"I went for a long holiday for 27 years," Nelson Mandela once said of his years in prison.
It was another example of the dry, razor-sharp and often self-deprecating humour for which South Africa's first black president was famous.
The prison years ended in a cottage he had to himself in the garden of a jail near Cape Town then known as Victor Verster - with TV, radio, newspapers, a swimming pool and any visitors he wanted.
But he was still in prison. And the greatest number of years that he was in prison - 18 out of 27 - were spent on Robben Island, where the contrast could not have been greater.
Banishment
The notorious island, within sight of the city of Cape Town and Table Mountain, acquired its name from the seals that once populated it in multitudes - robben being the Dutch word for seal.
Its three centuries as a prison island and a place of banishment were punctuated by a period as a leper colony.

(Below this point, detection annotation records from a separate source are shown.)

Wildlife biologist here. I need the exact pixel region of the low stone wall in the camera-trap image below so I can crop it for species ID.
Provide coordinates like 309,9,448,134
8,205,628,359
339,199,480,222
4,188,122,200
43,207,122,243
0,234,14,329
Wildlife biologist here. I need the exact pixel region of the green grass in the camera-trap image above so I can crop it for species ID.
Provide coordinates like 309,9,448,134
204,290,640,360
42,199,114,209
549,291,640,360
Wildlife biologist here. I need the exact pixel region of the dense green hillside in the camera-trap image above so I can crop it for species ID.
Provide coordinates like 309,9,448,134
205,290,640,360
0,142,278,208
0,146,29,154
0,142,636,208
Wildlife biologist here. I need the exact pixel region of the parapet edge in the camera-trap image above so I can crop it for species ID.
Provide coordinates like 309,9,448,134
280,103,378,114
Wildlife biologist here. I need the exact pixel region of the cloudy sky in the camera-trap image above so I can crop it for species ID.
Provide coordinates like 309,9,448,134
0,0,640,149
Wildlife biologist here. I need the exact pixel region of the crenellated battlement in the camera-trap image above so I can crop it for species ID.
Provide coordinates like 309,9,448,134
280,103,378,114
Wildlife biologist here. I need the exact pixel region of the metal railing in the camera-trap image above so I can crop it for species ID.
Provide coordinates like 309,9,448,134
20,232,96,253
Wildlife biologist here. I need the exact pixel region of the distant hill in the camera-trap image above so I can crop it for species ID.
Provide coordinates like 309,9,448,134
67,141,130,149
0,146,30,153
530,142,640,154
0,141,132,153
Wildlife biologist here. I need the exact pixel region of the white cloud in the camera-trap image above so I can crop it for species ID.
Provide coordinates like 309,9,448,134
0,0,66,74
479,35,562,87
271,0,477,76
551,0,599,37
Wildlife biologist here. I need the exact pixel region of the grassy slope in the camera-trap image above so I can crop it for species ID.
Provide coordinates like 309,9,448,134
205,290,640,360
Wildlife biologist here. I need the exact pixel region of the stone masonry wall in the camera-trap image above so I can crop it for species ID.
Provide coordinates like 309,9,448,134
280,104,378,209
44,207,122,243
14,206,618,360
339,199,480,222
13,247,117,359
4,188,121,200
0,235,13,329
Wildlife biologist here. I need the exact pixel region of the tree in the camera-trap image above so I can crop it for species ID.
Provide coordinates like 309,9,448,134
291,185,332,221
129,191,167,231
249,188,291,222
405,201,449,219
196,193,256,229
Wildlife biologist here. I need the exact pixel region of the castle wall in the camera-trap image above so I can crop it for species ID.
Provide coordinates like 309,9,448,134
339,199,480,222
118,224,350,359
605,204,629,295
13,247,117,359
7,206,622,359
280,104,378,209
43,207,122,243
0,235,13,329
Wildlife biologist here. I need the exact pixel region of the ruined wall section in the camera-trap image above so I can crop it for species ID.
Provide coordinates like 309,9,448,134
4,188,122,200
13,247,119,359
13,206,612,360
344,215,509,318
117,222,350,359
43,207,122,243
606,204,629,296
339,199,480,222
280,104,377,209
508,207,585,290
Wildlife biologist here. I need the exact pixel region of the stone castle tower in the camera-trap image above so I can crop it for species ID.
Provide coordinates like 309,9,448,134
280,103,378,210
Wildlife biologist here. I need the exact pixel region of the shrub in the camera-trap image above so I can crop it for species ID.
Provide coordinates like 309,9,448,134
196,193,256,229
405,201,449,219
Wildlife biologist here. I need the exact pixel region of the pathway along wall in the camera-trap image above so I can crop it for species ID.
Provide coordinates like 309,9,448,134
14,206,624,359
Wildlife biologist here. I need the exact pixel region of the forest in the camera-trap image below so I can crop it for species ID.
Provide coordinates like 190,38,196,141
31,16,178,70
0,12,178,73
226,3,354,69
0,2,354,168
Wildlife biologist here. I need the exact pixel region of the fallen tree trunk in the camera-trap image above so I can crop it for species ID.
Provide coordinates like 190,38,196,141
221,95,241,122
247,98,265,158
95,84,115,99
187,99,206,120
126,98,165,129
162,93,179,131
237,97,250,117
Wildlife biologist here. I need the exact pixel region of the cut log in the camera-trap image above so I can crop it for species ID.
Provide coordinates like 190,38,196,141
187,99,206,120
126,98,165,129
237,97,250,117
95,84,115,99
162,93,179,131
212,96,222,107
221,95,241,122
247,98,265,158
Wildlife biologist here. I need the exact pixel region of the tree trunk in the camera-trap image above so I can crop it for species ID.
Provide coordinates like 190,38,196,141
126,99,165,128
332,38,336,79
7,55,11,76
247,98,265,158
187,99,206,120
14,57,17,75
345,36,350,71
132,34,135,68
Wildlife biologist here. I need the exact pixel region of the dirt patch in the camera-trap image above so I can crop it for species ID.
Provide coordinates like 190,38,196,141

Nelson Mandela's former cell on Robben Island
A warder's first words when Nelson Mandela and his ANC comrades arrived were: "This is the Island. This is where you will die."

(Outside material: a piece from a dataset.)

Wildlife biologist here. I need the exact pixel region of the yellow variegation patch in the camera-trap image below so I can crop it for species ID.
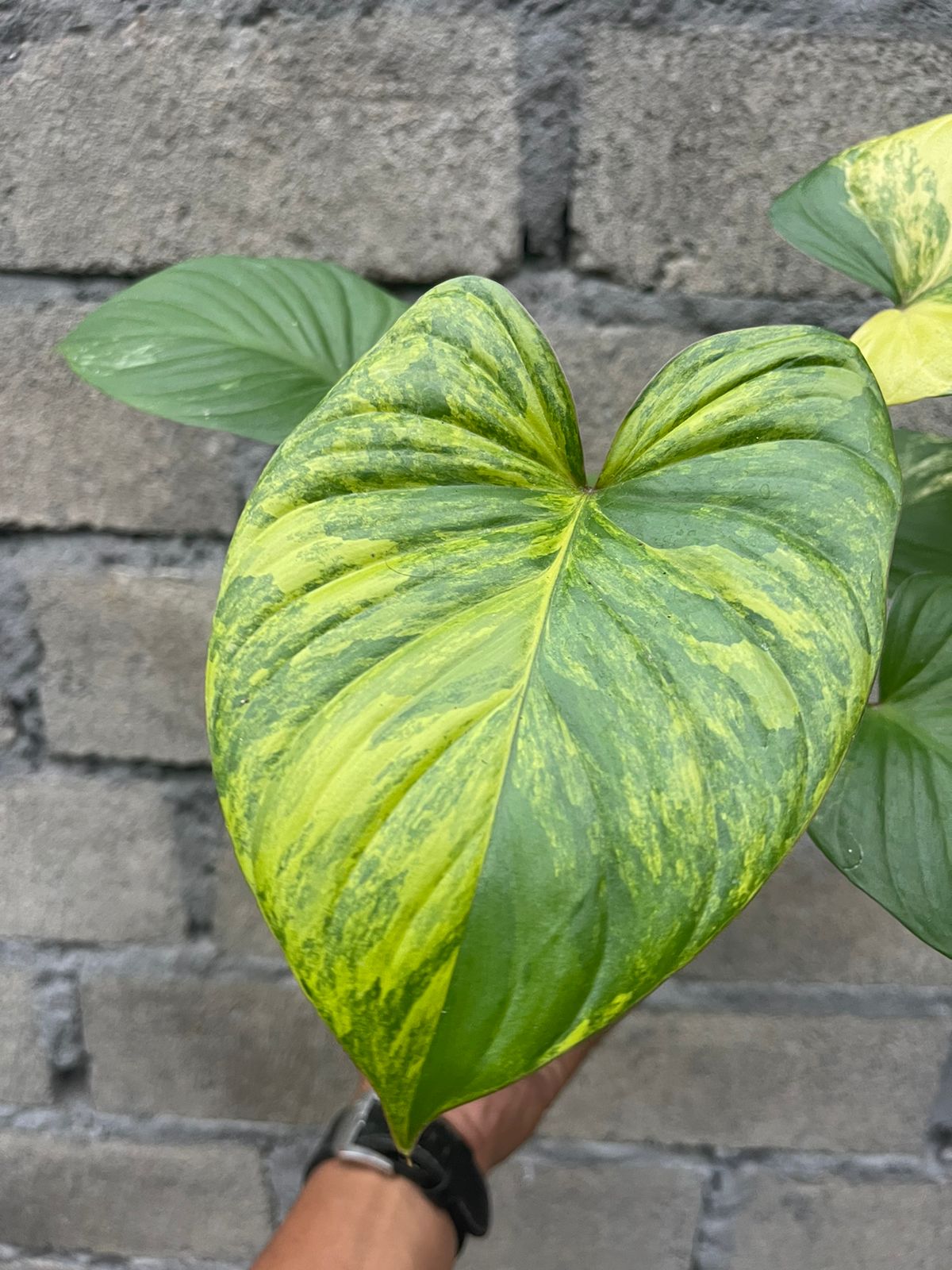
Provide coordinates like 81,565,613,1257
770,114,952,405
208,278,899,1148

They faced a harsh regime in a new cell block constructed for political prisoners. Each had a single cell some seven foot square around a concrete courtyard, with a slop bucket. To start with, they were allowed no reading materials.
They crushed stones with a hammer to make gravel and were made to work in a blindingly bright quarry digging out the limestone.
Fellow prisoner Walter Sisulu spoke of a day Nelson Mandela's emerging leadership among the inmates was displayed in a rebellion over the quarry: "The prison authorities would rush us…'Hardloop!' That means run. One day they did it with us.
It was Nelson who said: 'Comrades let's be slower than ever.' It was clear therefore that the steps we were taking would make it impossible ever to reach the quarry where we were going to. They were compelled to negotiate with Nelson. That brought about the recognition of his leadership."